Is anyone else a little disappointed in the generic look of fantasy art these days? Replace the cover of pretty much any D&D rulebook/fantasy novel/comic book of the last 15 years, swap it with a completely unrelated work from the same genre, and you would be hard-pressed to tell anything had changed. Most likely it will still feature a fairly photorealistic elf-babe in dramatic lighting clutching a sword, either riding and/or battling a dragon.

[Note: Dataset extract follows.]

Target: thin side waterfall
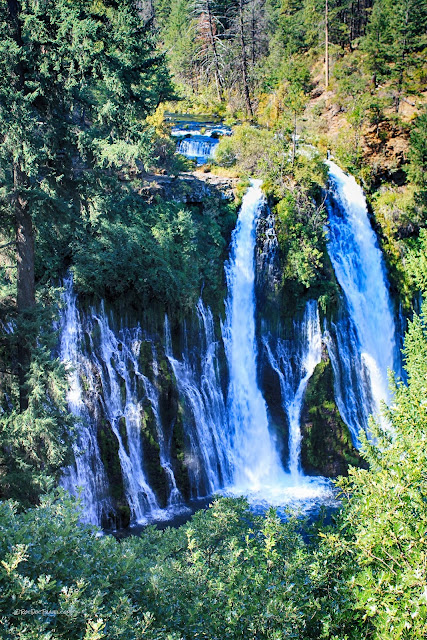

Well alright, maybe it isn't the
subject matter that's changed since the 80s

, but I honestly love the classic cartoon-y look of Erol Otus and Willingham back in those 1st and 2nd edition Monster Manuals. Aside from the realism, I feel like the color palette and medium have gotten much more restrictive as well - you don't often see the sort of color pencil and pastel illustrations that dominated my book shelves as a kid. I saw a similar change in Magic the Gathering, roughly around the time WoTC was purchased by Hasbro - compare Arabian Knights and, say, Mirrodin: it's clear that Hasbro wanted to have a unified style, which sadly killed a lot of the creative license given to the artists. It like somewhere around the 90s the industry decided that fantasy should be
serious business, and gave some universal dictate to their art departments.
Am I just being a crabby old man, or does this bother other people? Can anyone think of some works that have bucked this trend? The best example I can think of at the moment might be Pathfinder - Paizo's art is almost universally wonderful, and they seem to give their artists a good degree of freedom to pursue different styles.